Providing Open Architecture High Availability Solutions
Providing Open Architecture High Availability Solutions
37
Choosing smaller failure group sizes (to confine the failures to parts of the total system) can
reduce total system downtime from individual failures. (This assumes the application can be
partitioned, and total downtime can be pro-rated over the whole system.)
4.4.2 Repair and Testing
The speed and accuracy of repairs can have a significant impact on availability. Ideally when a
hardware component fails, the systems can accurately identify the field replaceable unit (FRU) the
first time. Then, once a replacement unit has been installed, it can be fully tested before being put
into service for use by the system.
Typical requirements are:
• A failed FRU must be identified correctly by the system so that it can be replaced correctly on
the first attempt 95% of the time.
• Failed FRU identification and replacement must not affect the service availability.
• A replacement FRU cannot be put in service until fully tested within the system.
• Testing a replacement FRU must not affect service availability.
The frequency of failures and the urgency of repair also affect the cost of operating a system. The
more often service personnel have to visit a system to make repairs, the higher the operating cost.
FRU reliability can be increased by choice of parts, as well as by providing redundancy built into
the FRU.
4.4.3 Upgrades and Changes
All systems inevitably need changes to add or remove hardware components, install operating
system changes, and install new application versions. Having the service down during such
upgrades will usually violate the availability requirements, so some sort of rolling upgrade strategy
is needed.
The rolling upgrade often requires that parts of the system are shutdown and upgraded while the
redundant components keep the service available. Once the first parts of the system are upgraded,
they are put into service, and the remaining parts are in turn shut down, upgraded, and returned to
service.
The implications to the Open HA Framework and application are that some level of compatibility
between versions of software is needed. These may include:
• Message formats, files, and data, common between different versions of software is
compatible, or is tagged with version numbers for specific handling.
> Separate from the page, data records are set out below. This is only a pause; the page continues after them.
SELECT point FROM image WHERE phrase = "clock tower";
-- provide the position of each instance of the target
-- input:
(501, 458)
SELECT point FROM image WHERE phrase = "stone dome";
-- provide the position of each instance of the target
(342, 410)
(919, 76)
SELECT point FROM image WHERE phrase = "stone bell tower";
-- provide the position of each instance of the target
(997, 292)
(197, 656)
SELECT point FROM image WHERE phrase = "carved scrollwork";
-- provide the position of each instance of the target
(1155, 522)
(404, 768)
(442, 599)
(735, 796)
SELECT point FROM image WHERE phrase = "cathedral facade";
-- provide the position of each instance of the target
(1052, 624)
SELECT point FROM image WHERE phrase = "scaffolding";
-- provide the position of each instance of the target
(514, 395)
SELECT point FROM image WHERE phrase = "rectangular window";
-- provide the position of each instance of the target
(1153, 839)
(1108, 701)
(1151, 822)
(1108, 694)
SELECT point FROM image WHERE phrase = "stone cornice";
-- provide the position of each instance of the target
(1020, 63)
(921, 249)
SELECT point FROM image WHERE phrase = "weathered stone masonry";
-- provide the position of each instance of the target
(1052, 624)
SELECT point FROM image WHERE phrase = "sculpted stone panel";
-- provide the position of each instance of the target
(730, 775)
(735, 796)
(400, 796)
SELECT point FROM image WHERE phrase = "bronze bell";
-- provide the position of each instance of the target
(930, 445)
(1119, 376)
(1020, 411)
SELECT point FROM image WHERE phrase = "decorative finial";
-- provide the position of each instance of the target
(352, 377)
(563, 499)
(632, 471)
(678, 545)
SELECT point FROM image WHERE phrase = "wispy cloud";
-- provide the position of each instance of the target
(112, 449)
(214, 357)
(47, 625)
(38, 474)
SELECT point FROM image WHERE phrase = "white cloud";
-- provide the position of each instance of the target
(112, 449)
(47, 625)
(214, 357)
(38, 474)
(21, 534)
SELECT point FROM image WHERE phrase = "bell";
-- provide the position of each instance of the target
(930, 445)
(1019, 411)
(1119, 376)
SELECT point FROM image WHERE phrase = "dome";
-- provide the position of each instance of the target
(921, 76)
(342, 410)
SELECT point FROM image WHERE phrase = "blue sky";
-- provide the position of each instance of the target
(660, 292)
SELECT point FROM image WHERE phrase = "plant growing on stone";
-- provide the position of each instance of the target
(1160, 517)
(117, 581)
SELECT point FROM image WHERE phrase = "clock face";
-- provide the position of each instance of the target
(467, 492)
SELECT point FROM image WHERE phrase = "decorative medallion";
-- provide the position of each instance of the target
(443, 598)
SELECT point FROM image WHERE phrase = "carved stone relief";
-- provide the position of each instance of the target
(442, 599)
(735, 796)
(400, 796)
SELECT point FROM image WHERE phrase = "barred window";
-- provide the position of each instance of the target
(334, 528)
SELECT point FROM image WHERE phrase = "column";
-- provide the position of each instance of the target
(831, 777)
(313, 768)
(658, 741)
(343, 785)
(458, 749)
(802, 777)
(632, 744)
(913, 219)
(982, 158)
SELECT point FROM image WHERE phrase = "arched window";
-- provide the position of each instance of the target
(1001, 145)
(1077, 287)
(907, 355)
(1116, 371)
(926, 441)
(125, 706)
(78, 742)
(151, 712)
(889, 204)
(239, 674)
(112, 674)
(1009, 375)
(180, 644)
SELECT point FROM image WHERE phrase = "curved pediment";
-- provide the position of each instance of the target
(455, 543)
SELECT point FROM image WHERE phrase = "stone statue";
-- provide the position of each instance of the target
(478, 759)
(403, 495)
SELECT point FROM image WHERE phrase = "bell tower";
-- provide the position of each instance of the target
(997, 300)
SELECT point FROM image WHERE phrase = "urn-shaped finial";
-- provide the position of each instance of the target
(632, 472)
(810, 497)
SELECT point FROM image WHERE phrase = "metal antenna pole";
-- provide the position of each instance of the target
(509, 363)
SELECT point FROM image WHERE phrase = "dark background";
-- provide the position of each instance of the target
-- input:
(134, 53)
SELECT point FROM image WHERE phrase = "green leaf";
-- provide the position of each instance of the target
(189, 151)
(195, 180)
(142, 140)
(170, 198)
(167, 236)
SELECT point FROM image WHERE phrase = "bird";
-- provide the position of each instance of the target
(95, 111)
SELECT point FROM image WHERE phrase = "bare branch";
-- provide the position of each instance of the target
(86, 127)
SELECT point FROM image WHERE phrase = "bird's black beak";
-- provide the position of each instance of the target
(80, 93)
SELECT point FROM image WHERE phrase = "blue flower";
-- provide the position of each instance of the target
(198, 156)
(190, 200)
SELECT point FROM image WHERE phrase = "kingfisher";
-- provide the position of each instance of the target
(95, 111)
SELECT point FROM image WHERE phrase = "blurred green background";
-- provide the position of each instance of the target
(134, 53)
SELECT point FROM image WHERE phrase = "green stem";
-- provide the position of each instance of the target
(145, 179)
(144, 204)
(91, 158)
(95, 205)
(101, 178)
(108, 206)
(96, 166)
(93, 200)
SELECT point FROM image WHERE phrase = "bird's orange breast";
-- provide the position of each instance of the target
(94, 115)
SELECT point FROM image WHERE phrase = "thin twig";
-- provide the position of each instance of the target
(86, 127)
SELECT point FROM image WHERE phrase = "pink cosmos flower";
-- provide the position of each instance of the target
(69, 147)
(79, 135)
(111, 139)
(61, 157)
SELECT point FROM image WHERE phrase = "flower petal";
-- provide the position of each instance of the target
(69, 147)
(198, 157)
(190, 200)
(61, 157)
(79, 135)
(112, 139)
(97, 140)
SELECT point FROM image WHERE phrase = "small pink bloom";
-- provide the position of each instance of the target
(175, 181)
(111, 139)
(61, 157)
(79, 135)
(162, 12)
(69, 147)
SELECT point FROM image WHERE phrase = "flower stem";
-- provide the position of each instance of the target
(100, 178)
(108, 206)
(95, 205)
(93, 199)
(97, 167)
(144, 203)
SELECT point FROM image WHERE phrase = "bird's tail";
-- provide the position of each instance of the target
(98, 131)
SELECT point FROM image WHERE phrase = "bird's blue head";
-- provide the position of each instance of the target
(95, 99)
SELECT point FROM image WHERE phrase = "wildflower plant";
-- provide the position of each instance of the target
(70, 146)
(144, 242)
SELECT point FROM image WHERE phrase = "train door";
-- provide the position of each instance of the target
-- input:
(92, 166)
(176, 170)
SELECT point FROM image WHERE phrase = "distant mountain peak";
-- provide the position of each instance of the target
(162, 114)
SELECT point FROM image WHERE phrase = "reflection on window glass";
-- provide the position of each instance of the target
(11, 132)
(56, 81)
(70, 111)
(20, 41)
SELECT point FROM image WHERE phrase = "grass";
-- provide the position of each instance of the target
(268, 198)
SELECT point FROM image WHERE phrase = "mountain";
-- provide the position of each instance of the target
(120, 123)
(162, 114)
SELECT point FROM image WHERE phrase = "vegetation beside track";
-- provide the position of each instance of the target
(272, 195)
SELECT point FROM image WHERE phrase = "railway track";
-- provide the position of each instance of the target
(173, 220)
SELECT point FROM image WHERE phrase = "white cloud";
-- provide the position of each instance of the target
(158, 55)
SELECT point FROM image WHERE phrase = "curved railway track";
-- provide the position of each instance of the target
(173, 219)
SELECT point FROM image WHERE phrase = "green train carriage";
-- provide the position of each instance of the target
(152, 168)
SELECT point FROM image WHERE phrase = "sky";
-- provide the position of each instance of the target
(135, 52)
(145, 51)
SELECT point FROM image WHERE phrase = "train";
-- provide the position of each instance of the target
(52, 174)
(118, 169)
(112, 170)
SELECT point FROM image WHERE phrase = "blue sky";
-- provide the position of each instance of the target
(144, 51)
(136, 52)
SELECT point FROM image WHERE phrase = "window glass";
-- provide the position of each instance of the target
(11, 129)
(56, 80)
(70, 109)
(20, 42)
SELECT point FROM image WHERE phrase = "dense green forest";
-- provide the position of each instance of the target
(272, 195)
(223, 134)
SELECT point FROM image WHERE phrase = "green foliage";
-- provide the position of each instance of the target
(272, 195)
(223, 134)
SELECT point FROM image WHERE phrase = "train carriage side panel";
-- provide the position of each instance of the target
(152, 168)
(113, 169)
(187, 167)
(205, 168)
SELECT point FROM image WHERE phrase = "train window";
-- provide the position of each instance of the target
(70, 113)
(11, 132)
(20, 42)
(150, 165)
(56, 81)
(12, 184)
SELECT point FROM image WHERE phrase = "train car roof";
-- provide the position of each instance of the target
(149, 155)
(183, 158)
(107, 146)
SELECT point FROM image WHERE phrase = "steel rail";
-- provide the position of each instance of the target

• Behavior of the different versions of software is compatible.
• Testing of the new software on the split system is possible before bringing it into service.
• A roll-back plan is in place in case the new software does not work.
When hardware changes are made, the operating system and management middleware must be able
to assimilate the new configuration into the operating environment. New redundancy rules may be
needed when components are introduced or removed from a system, and testing of new hardware is
necessary before putting it into service.